今の私は、それはそれは悪人面をしているだろう。だからと言ってどうという事はないけど。
「なぁに、ちょいと山の上を目指しているだけだ」
「へぇ……山は通過点に過ぎないと?」
「お、分かってくれたか。説明の手間が省けたぜ」
ふむ……咲夜と言い、魔理沙と言い……どうやら異変を起こしている奴が山の上に居るのは確定かな?
さてさて、どうするか……。
「それで、お前らはどうするんだ? 私と戦うのか?」
「そうだねぇ……どうしようか彩目」
「……山に入ろうとするのなら、止めないといけないだろう」
そう言って、彩目が刀を創り出して庭へと降りる。
ん。どうやら私の出番はまだまだ先らしい。
「お、娘からか?」
「ああ、別に彩目に勝ったら進んでいいよ。私は戦う気なんて無い」
「母親殿がそれでいいのか!?」
「私の出番はまだまださ。それに、魔理沙以外にもここに来る奴らは居るだろうしねぇ」
「……はぁ、分かった分かった」
山の面子的には、ここで何としても人間は押し留めたいだろうけどね。
とは言え、一応形だけでも応戦したという証は残さねば。
まぁ、私はそんなの今さら何を言うかという気分なんだけど……これが天狗社会の重荷とかって言うのかね。
さて……、
結界で彼女たちを囲い、場は完成した。
「勝負のルールは?」
「格闘有りの弾幕、だぜ」
「格闘有りの弾幕、だな」
「オッケー……審判を務めさせて頂きますこの詩菜──適正なホニャラララを致しましょう」
「一気に緊張感が崩れたなオイ!?」
「始めッ!!」
「それでいいのか!?」
「うっ、うおりゃあああ!!」
「ほらほら彩目さん、魔理沙さんからの先攻ですよ? どうします? 私的にはまずはトラップカードを置いてですね?」
「ルールが違うじゃないか!? いつからカードゲームに、わわっ!?」
とかまぁ、そんな冗談は置いといて。
彼女等も私が黙ると、どうやら本気で決闘を始めたらしく、一気に戦闘の場が弾幕で輝き始める。
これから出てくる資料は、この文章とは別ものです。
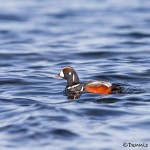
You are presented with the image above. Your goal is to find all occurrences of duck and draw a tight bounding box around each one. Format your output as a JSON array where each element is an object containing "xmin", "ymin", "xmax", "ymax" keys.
[{"xmin": 56, "ymin": 66, "xmax": 122, "ymax": 95}]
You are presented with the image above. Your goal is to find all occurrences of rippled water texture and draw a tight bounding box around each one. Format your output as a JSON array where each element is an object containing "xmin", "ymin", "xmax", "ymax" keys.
[{"xmin": 0, "ymin": 0, "xmax": 150, "ymax": 150}]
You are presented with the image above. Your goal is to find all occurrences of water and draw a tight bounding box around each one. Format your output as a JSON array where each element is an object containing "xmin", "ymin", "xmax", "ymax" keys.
[{"xmin": 0, "ymin": 0, "xmax": 150, "ymax": 150}]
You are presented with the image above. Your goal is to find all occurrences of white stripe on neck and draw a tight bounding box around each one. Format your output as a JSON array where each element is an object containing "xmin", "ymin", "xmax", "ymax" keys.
[{"xmin": 67, "ymin": 84, "xmax": 80, "ymax": 89}]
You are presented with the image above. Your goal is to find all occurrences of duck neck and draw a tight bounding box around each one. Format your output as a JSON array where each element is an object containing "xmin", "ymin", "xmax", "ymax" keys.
[{"xmin": 67, "ymin": 72, "xmax": 80, "ymax": 87}]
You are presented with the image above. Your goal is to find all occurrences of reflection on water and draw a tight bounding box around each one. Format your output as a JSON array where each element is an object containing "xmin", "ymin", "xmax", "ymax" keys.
[{"xmin": 0, "ymin": 0, "xmax": 150, "ymax": 150}]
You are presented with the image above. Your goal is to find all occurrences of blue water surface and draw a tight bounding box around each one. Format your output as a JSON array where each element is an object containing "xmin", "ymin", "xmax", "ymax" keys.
[{"xmin": 0, "ymin": 0, "xmax": 150, "ymax": 150}]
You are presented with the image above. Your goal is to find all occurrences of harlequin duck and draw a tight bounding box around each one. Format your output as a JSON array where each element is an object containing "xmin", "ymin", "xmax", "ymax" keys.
[{"xmin": 57, "ymin": 66, "xmax": 122, "ymax": 95}]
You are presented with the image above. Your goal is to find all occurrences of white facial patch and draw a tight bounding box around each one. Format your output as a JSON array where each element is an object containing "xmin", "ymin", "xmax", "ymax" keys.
[
  {"xmin": 59, "ymin": 70, "xmax": 64, "ymax": 77},
  {"xmin": 73, "ymin": 74, "xmax": 75, "ymax": 82}
]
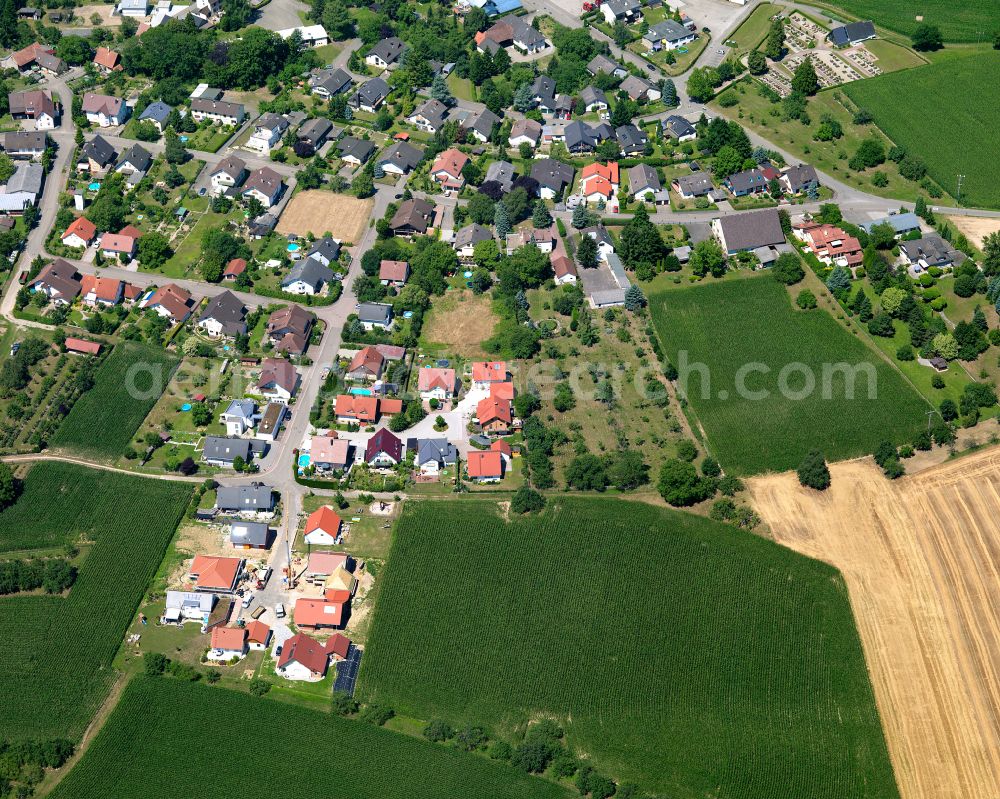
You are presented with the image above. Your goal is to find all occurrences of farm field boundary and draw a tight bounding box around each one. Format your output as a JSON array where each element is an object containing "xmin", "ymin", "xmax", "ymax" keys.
[
  {"xmin": 650, "ymin": 275, "xmax": 929, "ymax": 474},
  {"xmin": 0, "ymin": 463, "xmax": 191, "ymax": 740},
  {"xmin": 52, "ymin": 343, "xmax": 180, "ymax": 460},
  {"xmin": 748, "ymin": 447, "xmax": 1000, "ymax": 799},
  {"xmin": 820, "ymin": 0, "xmax": 1000, "ymax": 42},
  {"xmin": 841, "ymin": 57, "xmax": 1000, "ymax": 208},
  {"xmin": 51, "ymin": 677, "xmax": 570, "ymax": 799},
  {"xmin": 358, "ymin": 498, "xmax": 898, "ymax": 799}
]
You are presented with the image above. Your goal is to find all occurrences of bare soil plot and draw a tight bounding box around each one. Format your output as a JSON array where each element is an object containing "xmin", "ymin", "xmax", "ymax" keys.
[
  {"xmin": 423, "ymin": 291, "xmax": 498, "ymax": 358},
  {"xmin": 748, "ymin": 454, "xmax": 1000, "ymax": 799},
  {"xmin": 277, "ymin": 189, "xmax": 372, "ymax": 244},
  {"xmin": 945, "ymin": 216, "xmax": 1000, "ymax": 250}
]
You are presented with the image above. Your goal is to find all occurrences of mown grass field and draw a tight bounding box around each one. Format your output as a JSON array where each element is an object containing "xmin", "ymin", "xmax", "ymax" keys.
[
  {"xmin": 650, "ymin": 275, "xmax": 929, "ymax": 474},
  {"xmin": 830, "ymin": 0, "xmax": 1000, "ymax": 42},
  {"xmin": 52, "ymin": 343, "xmax": 179, "ymax": 460},
  {"xmin": 0, "ymin": 462, "xmax": 191, "ymax": 740},
  {"xmin": 358, "ymin": 498, "xmax": 897, "ymax": 799},
  {"xmin": 51, "ymin": 677, "xmax": 570, "ymax": 799},
  {"xmin": 843, "ymin": 57, "xmax": 1000, "ymax": 208}
]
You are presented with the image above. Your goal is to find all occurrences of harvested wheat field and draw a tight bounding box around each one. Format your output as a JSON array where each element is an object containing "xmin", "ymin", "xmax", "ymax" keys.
[
  {"xmin": 945, "ymin": 216, "xmax": 1000, "ymax": 250},
  {"xmin": 277, "ymin": 189, "xmax": 372, "ymax": 244},
  {"xmin": 747, "ymin": 454, "xmax": 1000, "ymax": 799}
]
……しっかしまぁ、いつ見ても幻想郷の少女達が行う弾幕ごっこは実に綺麗なものだ。
勝敗を決めるルールの一つに『弾幕の綺麗さ』があるっていう事がこんなに素晴らしい事とはね。
ま、今回は格闘有りで結界の破壊がメインだから、それほど優雅さはないのかも知れないけども……それでも一種の可憐さって物があるね。素晴らしい。
彩目は刃物を操る能力を持っているから、こういうのには得意だろうね。まぁ、私も能力柄そうだし、親子揃って格闘には強いって事かね。
私の気質により、暴風が吹く中で二人が飛び回っている。でもその結界内に竜巻が発生する事はないから……まぁ、逆に何も決闘には作用してないのかね?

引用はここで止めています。